Mais ce matin sur la place du marché, quatre musiciens jouent des quatuors de Haydn, face à une foule subjuguée. Car dans l'Occident du XXI° siècle, chantre de l'avant-garde, les musiciens les plus révérés sont tous morts il y a plusieurs siècles: Haydn, Mozart, Bach, Beethoven, et consorts.
Lorsque les Européens vont aux antipodes enregistrer des musiques pareillement de cour, indiennes, javanaises, ou chinoises, pareillement inchangées depuis des siècles, ils nomment ces musiques: musiques traditionnelles.
Mais en Occident on n'aime pas les traditions, et cette musique européenne n'est pas appelée traditionnelle, même si elle se joue, inchangée, depuis trois ou quatre cents ans, mais: musique classique. Classique, ça vous a un air d'éternité, comme dans l'expression "tailleur à la coupe classique" ou "mocassins classiques". Alors que tradition ça fait folklore - les musiques traditionnelles étaient autrefois appelées "musiques folkloriques" - ça fait attachement immodéré au passé, ça fait patrimoine partagé par un peuple entier, ça fait populaire – et populaire, c'est terriblement anti-modernité.

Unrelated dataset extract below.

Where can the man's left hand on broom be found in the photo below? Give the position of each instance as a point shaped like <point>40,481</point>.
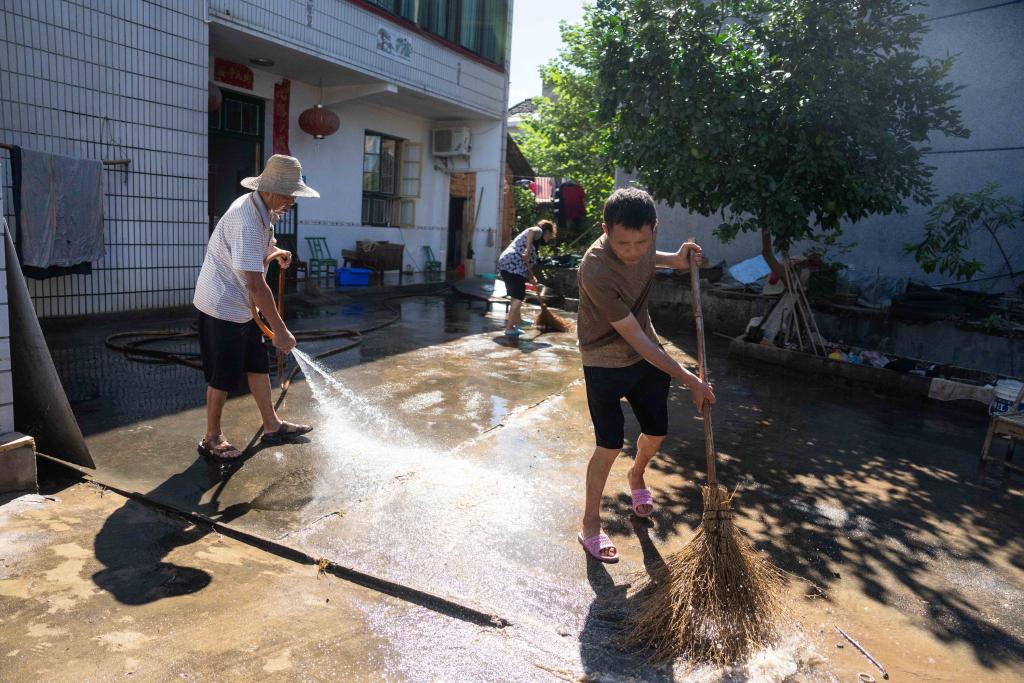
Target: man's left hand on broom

J'aime Haydn – surtout les quatuors. Et Mozart. Et Bach. Et Beethoven. Et consorts. Mais je m'amuse que, de même que M. Jourdain faisait jadis de la prose sans le savoir, les Européens, par leur amour inchangé pour la musique classique, démontrent qu'ils sont plus attachés à leur passé, à leurs traditions, qu'ils ne veulent bien l'avouer.
Alors que leurs vêtements ont changé – contrairement à nos burnous et djellabas – que leurs maisons ont changé – contrairement à nos ryads et patios – que leur alimentation a changé – contrairement à nos couscous et pastillas – que leurs coiffures et maquillages ont changé – leurs hommes ne portent plus ni perruques ni poudres mais les nôtres portent encore la chéchia - les Européens ont gardé leurs traditions musicales. Car la musique c'est l'âme d'une culture, c'est l'âme d'un peuple.
Lequel de vous s'étonnait que nos radios et nos télévisions passent encore Oum Kalthoum, Farid el Atrache, Abd el Halim, vedettes disparues il y a … 30 ans?
Haydn, Mozart, Bach, Beethoven, et consorts: merci!